The Mudcat Café TM
Thread #46694 Message #694827
Posted By: catspaw49
21-Apr-02 - 10:05 AM
Thread Name: BS: We've always done it that way.
Subject: RE: BS: We've always done it that way.
Gareth, my passion for railroading isn't really a secret(:<)).....My Dad spent his entire working life on the railroad. He worked on a section gang for 3 years and went into engine service in 1940 as a fireman on the Pennsylvania RailRoad. During WWII he was in the 719th Railway Battalion in North Africa and Italy. He was "setup running" (made engineer) in 1950 and had enough seniority to hold a regular slot on the board as an engineer in 1955. He always ran freight which he preferred and actually paid better but I grew up never knowing when he'd be home. He'd be gone about a day and a half and home for two. But if the board picked up or slowed down it changed. It drove my Mom nuts never being able to plan anything too far in advance.
He (and I) grew up in a railroad town where the Pennsy had had huge yard facilities back in the 20's but by the time I came along it was pretty well gone. But I still loved going over to the little used roundhouse and turntable and just watching. Pennsy had brought in diesels pretty early, but the PanHandle Division still had some steamers (K4's and M1's running freight in the early 50's. Gawd they were something to a small child! The M1 was a huge locomotive and as it simply sat there snorting and whooshing it was as if the thing was alive. But as a kid I was into the "modern" things that came with the postwar/50's period, so I loved the diesels back then.
We had a Lionel train set that got added to every Christmas and I would spend the months before going through the Lionel catalog every night and trying to choose what I wanted Santa to bring most. Dad and I would set the layout up in October and take it down in March every year. We never did much for scenery but we had a lot of track, engines, and rolling stock! It eventually covered 4 4x8 sheets of plywood.

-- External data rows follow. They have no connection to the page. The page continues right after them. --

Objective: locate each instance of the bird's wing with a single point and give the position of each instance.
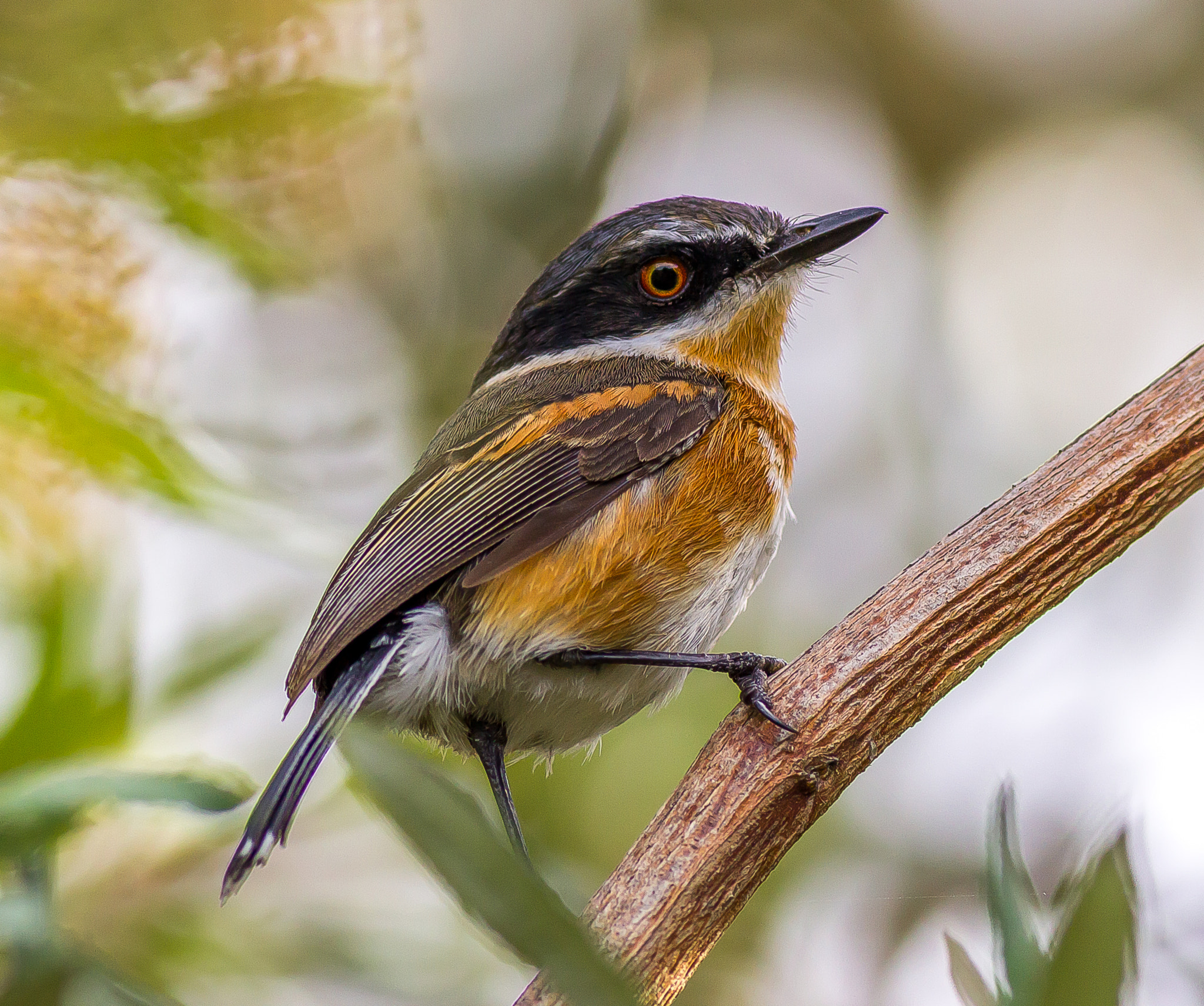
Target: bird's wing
(517, 489)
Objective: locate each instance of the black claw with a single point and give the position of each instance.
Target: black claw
(760, 707)
(753, 693)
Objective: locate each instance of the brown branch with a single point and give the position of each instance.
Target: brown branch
(753, 792)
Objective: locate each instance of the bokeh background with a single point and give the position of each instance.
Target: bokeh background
(264, 247)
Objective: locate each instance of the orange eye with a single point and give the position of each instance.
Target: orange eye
(663, 279)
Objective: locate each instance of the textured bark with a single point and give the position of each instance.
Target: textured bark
(754, 791)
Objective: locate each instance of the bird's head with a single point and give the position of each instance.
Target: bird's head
(697, 280)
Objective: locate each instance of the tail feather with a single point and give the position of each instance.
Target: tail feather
(277, 806)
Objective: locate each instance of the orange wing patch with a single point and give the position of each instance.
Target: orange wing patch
(648, 550)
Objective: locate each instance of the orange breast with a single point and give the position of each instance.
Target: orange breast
(643, 560)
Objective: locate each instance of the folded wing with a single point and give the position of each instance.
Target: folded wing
(505, 496)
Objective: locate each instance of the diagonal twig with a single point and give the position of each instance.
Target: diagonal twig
(753, 792)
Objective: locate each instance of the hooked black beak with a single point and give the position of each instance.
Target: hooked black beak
(808, 240)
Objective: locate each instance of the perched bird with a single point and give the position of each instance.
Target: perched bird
(589, 521)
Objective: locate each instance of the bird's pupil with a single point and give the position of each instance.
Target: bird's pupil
(664, 279)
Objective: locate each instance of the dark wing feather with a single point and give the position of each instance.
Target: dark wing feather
(461, 505)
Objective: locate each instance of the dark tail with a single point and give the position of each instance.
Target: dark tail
(270, 821)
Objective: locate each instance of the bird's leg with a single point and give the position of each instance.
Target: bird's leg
(488, 739)
(750, 672)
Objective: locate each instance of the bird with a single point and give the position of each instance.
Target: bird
(586, 526)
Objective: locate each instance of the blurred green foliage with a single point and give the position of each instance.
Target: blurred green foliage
(49, 784)
(1091, 957)
(121, 445)
(75, 92)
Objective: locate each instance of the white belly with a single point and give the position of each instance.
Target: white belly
(435, 682)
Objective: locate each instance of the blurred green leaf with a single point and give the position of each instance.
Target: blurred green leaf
(1096, 951)
(168, 156)
(102, 986)
(452, 833)
(72, 708)
(971, 988)
(38, 808)
(96, 429)
(82, 51)
(217, 651)
(1014, 907)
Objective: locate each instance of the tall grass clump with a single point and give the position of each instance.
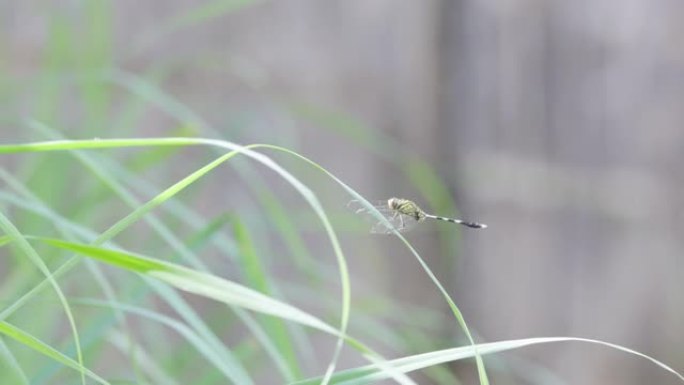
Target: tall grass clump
(276, 328)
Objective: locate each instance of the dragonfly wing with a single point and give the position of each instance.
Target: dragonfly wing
(399, 222)
(393, 219)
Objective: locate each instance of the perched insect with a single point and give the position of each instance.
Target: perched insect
(403, 214)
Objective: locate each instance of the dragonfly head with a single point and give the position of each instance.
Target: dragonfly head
(393, 203)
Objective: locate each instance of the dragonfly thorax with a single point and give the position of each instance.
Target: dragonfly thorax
(406, 207)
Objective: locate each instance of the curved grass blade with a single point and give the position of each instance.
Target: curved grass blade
(34, 343)
(368, 374)
(10, 230)
(371, 209)
(196, 282)
(300, 187)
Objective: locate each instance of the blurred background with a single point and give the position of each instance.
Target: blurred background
(559, 124)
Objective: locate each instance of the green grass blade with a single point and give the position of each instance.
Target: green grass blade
(452, 305)
(308, 195)
(34, 343)
(255, 273)
(196, 282)
(369, 374)
(9, 229)
(9, 363)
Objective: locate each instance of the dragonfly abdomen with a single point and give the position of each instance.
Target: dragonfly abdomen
(459, 221)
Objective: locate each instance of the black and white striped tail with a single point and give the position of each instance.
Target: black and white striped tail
(473, 225)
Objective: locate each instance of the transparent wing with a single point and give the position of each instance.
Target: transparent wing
(393, 219)
(400, 222)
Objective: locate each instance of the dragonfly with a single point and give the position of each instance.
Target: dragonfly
(403, 214)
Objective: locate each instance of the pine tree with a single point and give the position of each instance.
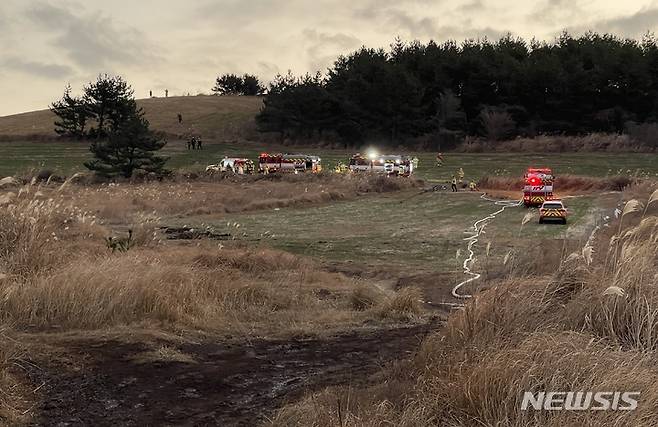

He died in 1973 and while he was ill we made a trip to the yards to pick up some things out of his locker. He was very weak but insisted on climbing aboard an engine that was in the roundhouse. He was 54 years old and had always talked about the glorious day he would retire and he'd had it figured that by compounding vacation times and things, he could retire almost 5 months before his 62nd birthday. But I knew that was just talk. He was a railroader through and through and if he had made 62 he'd have been sitting at the roundhouse hoping for a final run! When we were in the cab of that engine, it is probably one of the most touching and vivid memories for me of him sitting there "on the box" and turning to me and saying, "I'd like to have made just one more run."